Implementation is easy, hosting is not a problem, assuming legal permission is obtainable or available, if there's no actual hinderance to putting this in place, would it be useful or useless? is it a good idea? would it have negative side-effects on answer quality?

  • 6
    What's wrong with texdoc.net? Covers not only TeX by Topic and TeX for the Impatient but also all of the packages in TeX Live.
    – Joseph Wright Mod
    Commented Jul 27, 2015 at 18:18
  • I haven't used it before. The search brings up nothing when you plug in \parfillskip for example, and the 'view' button simply links to the pdf for download. That's not quite what I was suggesting. Still useful, though. Commented Jul 27, 2015 at 18:59
  • Related: tex.stackexchange.com/questions/186676/… Commented Jul 27, 2015 at 21:02
  • You can use texdoc locally, too, of course: texdoc texbytopic or texdoc impatient, texdoc source2e, etc. Commented Jul 27, 2015 at 21:03
  • Handy, but asking users to (use linux) and edit their .bashrc is less convenient then a providing a direct link to a viewable page. Commented Jul 27, 2015 at 21:12
  • 3
    @JaredKulik Where's the need to use Linux/edit .bashrc files? texdoc works cross-platform, and not only with TeX Live: fine in MiKTeX too.
    – Joseph Wright Mod
    Commented Jul 27, 2015 at 21:16
  • That was meant in response to the link andrew provided. I still think clicking a link is friendlier then switching out to a shell, typing a command with the right bookname and navigating to the page. By curious coincidence, my texlive install also doesn't have docs installed. Commented Jul 27, 2015 at 21:29
  • I just realized modern browsers show pdfs in the browser by default, mine has it disabled by choice. Fo most users, It's true then that jumping to a page is a non-issue and a texdoc link is good enough. Commented Jul 27, 2015 at 21:42
  • @JaredKulik Perhaps a self answer based on your edit (if that works as a solution for you).
    – Joseph Wright Mod
    Commented Jul 28, 2015 at 18:04
  • 1
    related: stackoverflow.com/questions/125632/…
    – matth
    Commented Aug 10, 2015 at 12:49

1 Answer 1


As noted in the comments, texdoc already provides this—as long as your browser is configured to view pdf file in the browser because, at least in firefox, appending #page=123 to the texdoc package url is sufficient to have the requested page opened directly. Examples:

Edit: texdoc links (it seems) always point to the latest version, so absolute references to page number can break when manuals get revised.

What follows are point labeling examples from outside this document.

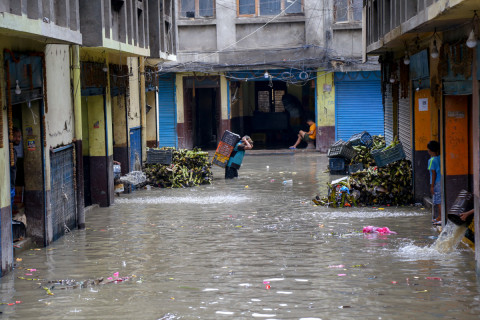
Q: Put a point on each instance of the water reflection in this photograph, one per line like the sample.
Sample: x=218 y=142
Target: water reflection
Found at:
x=226 y=251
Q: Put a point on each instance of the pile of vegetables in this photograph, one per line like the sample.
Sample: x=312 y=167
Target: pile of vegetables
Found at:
x=189 y=168
x=389 y=185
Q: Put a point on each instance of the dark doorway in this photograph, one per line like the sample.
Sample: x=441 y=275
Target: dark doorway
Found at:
x=205 y=118
x=202 y=113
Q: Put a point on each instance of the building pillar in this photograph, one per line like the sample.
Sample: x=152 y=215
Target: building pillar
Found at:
x=325 y=105
x=143 y=111
x=476 y=157
x=77 y=109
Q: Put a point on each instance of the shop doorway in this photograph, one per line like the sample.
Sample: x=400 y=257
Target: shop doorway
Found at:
x=206 y=118
x=202 y=125
x=457 y=153
x=29 y=201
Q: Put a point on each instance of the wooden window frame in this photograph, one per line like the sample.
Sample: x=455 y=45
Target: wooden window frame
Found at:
x=197 y=10
x=257 y=9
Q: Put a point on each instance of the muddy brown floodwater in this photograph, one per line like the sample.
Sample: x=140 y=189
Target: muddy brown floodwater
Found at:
x=243 y=249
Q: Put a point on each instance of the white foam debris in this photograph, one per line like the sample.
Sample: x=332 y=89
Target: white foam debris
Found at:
x=368 y=214
x=183 y=200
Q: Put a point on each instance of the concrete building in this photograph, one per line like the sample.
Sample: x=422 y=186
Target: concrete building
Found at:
x=35 y=39
x=77 y=107
x=239 y=59
x=430 y=57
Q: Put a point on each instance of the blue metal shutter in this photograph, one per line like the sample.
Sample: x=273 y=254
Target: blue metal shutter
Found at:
x=167 y=113
x=63 y=196
x=358 y=107
x=136 y=149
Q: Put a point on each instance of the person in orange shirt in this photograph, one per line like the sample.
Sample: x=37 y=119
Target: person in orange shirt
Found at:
x=306 y=136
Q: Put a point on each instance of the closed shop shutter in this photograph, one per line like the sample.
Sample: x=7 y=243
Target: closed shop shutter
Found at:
x=405 y=125
x=63 y=200
x=167 y=115
x=358 y=105
x=389 y=115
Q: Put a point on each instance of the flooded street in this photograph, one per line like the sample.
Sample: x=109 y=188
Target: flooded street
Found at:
x=248 y=248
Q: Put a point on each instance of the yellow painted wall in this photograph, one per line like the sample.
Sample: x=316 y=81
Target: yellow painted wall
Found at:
x=85 y=128
x=134 y=109
x=59 y=119
x=151 y=117
x=4 y=155
x=119 y=121
x=325 y=100
x=95 y=105
x=96 y=126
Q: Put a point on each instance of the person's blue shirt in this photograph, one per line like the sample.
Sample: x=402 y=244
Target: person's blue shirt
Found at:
x=434 y=165
x=236 y=159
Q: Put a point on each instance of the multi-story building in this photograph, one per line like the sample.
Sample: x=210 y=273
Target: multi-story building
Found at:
x=430 y=57
x=78 y=108
x=261 y=67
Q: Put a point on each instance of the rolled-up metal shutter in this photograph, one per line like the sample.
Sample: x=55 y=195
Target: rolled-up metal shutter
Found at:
x=388 y=124
x=405 y=125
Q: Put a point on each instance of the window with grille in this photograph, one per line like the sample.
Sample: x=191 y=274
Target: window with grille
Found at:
x=268 y=7
x=269 y=98
x=348 y=10
x=197 y=8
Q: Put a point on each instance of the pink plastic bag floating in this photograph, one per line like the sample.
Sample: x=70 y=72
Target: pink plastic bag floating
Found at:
x=372 y=229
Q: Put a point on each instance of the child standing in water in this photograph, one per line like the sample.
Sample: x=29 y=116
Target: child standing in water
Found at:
x=236 y=158
x=435 y=178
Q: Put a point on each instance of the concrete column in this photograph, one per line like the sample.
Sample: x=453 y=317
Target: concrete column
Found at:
x=143 y=111
x=476 y=159
x=6 y=241
x=77 y=110
x=325 y=111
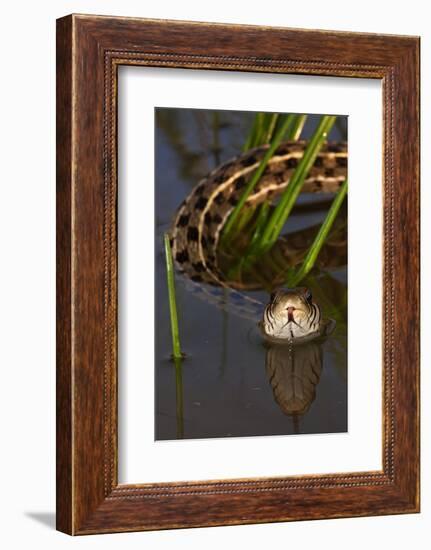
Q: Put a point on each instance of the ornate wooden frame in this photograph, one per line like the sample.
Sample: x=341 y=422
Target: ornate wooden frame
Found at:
x=89 y=51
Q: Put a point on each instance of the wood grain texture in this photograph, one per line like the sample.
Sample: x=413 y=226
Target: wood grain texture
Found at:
x=90 y=49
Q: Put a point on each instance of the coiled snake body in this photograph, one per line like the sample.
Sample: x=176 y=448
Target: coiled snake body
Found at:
x=200 y=218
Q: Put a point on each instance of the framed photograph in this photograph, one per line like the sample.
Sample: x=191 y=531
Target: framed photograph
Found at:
x=237 y=274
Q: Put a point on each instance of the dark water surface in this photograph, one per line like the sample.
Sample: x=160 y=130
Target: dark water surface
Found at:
x=230 y=383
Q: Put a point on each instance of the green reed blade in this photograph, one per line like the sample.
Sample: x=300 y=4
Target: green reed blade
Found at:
x=295 y=133
x=176 y=348
x=288 y=122
x=289 y=196
x=271 y=127
x=296 y=276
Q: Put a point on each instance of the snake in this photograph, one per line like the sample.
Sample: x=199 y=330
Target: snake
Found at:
x=200 y=218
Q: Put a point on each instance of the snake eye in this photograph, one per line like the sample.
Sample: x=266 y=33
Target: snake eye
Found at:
x=308 y=295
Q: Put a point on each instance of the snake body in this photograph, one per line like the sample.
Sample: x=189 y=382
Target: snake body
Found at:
x=196 y=228
x=200 y=218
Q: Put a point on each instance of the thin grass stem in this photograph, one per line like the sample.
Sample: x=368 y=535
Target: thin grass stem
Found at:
x=282 y=210
x=281 y=132
x=176 y=348
x=296 y=276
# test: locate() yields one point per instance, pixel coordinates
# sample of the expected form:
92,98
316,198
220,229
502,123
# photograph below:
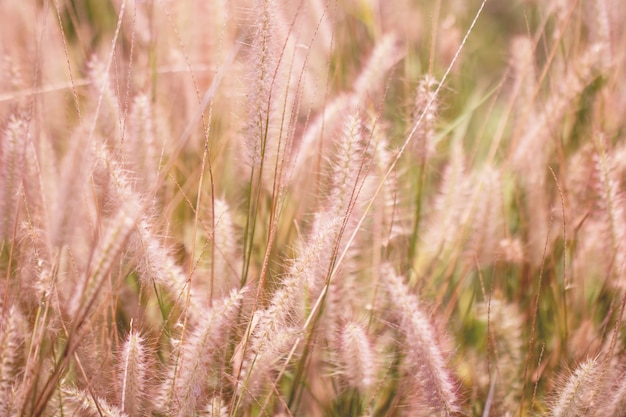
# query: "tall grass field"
313,208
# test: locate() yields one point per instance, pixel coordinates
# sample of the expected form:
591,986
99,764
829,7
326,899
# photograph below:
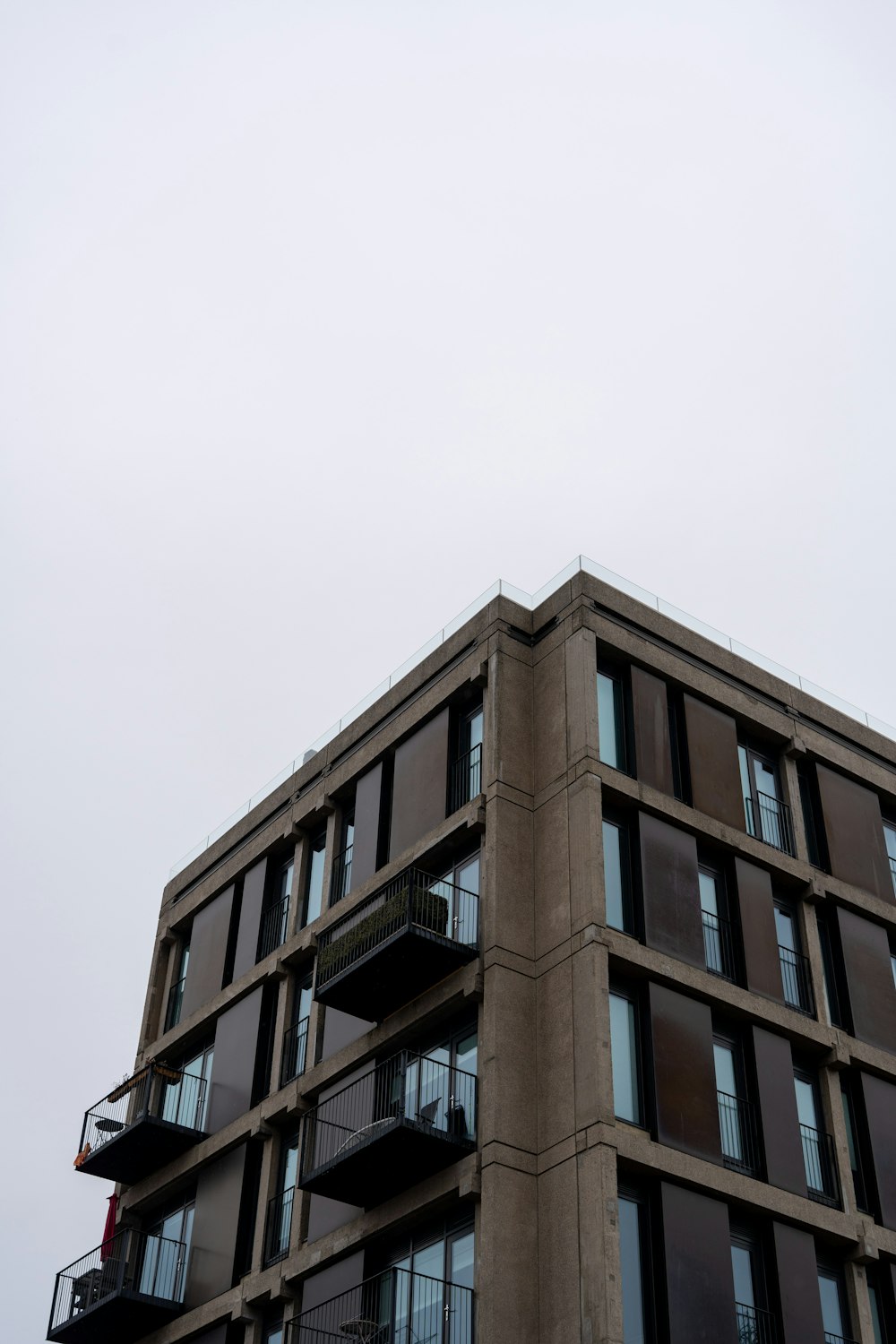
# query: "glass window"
624,1045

Edit: @thewaywewalk points out that it's possible to link directly to a named destination in the pdf by appending #nameddest=<name> to the url. Google turned up this SO question and this Adobe guide on url parameters for pdf links.

  • Section 7.1 of the beamer manual: Link

How are the named destinations created in the first place? hyperref creates them for use with internal hyperlinks (see section 3.2 of the manual), naming each one using its own convention. By using the nameddest url parameter, you can link directly to any locations hyperref creates a named destination for, including section, subsection, figure, table, footnote, etc'.

Edit: Here's a quick python script for listing all named destinations in a given PDF file (pip install PyPDF2):

#!/usr/bin/env python
# Invoke from shell as `$ script.py foo.pdf`

import sys
from PyPDF2 import PdfFileReader

pdf = PdfFileReader(open(sys.argv[1], "rb"))
for n in sorted(x.keys(),key=lambda x:x.rsplit('.',1)[0]):
  • I didn't know it. I'll use in future answers. Thank you for sharing it.
    – Ignasi
    Commented Jul 31, 2015 at 10:20
  • 2
    @JaredKulik Regarding the breaking of page references. It maybe would work longer if not the pages, but the section directly is linked: e.g. Fontspec section 7.1: texdoc.net/texmf-dist/doc/latex/fontspec/… Commented Aug 5, 2015 at 7:12
  • #page=123 also works in Chromium (and thus, probably, Chrome).